Singh Rishav, Ahmed Tanveer, Kumar Abhinav, Singh Amit Kumar, Pandey Anil Kumar, Singh Sanjay Kumar
IEEE/ACM Trans Comput Biol Bioinform. 2021 Jan-Feb;18(1):83-93. doi: 10.1109/TCBB.2020.2980831. Epub 2021 Feb 3.
Accurate breast cancer detection using automated algorithms remains a problem within the literature. Although a plethora of work has tried to address this issue, an exact solution is yet to be found. This problem is further exacerbated by the fact that most of the existing datasets are imbalanced, i.e., the number of instances of a particular class far exceeds that of the others. In this paper, we propose a framework based on the notion of transfer learning to address this issue and focus our efforts on histopathological and imbalanced image classification.

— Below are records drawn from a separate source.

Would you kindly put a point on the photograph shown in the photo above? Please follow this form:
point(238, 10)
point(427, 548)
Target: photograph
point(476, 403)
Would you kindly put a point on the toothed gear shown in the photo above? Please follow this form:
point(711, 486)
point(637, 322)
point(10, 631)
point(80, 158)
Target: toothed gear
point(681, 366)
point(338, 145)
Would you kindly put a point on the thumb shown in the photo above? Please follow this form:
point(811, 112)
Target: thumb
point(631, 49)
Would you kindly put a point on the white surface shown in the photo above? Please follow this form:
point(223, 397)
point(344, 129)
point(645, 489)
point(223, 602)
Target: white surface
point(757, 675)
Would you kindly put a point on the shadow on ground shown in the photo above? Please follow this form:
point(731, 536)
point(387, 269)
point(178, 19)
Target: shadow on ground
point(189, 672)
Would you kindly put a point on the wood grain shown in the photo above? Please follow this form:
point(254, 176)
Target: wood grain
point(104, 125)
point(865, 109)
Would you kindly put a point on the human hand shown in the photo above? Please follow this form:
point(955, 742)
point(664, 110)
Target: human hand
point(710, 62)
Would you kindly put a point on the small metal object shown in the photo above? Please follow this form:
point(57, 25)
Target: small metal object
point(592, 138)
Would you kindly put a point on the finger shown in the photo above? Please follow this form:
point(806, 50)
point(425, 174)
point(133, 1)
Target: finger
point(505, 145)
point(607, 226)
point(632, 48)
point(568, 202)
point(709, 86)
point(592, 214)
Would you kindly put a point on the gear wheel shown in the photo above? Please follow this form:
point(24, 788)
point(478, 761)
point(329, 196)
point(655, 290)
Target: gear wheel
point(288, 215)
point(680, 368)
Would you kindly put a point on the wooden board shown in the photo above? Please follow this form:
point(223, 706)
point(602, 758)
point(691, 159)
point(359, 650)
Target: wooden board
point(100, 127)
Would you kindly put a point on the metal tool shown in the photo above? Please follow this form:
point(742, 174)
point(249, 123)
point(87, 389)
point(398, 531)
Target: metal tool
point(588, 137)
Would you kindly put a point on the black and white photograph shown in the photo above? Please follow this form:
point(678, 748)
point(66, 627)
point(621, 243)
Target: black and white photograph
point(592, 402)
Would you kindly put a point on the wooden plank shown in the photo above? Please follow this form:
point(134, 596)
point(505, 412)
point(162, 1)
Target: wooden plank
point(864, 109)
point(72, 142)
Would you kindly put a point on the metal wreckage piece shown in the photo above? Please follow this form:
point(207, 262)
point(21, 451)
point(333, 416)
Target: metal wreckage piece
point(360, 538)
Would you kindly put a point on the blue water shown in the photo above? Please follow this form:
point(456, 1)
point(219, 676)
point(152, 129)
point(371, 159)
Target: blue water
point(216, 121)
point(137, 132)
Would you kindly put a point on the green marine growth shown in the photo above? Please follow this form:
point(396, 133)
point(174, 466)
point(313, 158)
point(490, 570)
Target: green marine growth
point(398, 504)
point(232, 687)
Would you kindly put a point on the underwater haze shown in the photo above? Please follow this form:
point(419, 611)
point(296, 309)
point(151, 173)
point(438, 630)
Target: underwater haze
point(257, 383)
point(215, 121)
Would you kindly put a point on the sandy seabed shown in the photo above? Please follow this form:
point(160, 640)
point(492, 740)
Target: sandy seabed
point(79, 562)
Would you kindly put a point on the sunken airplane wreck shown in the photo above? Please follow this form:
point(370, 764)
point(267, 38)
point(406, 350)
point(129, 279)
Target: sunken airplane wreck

We use the popular VGG-19 as the base model and complement it with several state-of-the-art techniques to improve the overall performance of the system. With the ImageNet dataset taken as the source domain, we apply the learned knowledge in the target domain consisting of histopathological images. With experimentation performed on a large-scale dataset consisting of 277,524 images, we show that the framework proposed in this paper gives superior performance than those available in the existing literature. Through numerical simulations conducted on a supercomputer, we also present guidelines for work in transfer learning and imbalanced image classification.
使用自动算法进行准确的乳腺癌检测在文献中仍然是一个问题。尽管大量工作试图解决这个问题,但尚未找到确切的解决方案。现有数据集中大多数是不平衡的,即特定类别的实例数量远远超过其他类别的实例数量,这一事实进一步加剧了该问题。在本文中,我们提出了一个基于迁移学习概念的框架来解决这个问题,并将我们的工作重点放在组织病理学和不平衡图像分类上。我们使用流行的VGG - 19作为基础模型,并用几种先进技术对其进行补充,以提高系统的整体性能。以ImageNet数据集作为源域,我们将所学知识应用于由组织病理学图像组成的目标域。通过在包含277,524张图像的大规模数据集上进行实验,我们表明本文提出的框架比现有文献中的方法具有更优的性能。通过在超级计算机上进行数值模拟,我们还给出了迁移学习和不平衡图像分类工作的指导方针。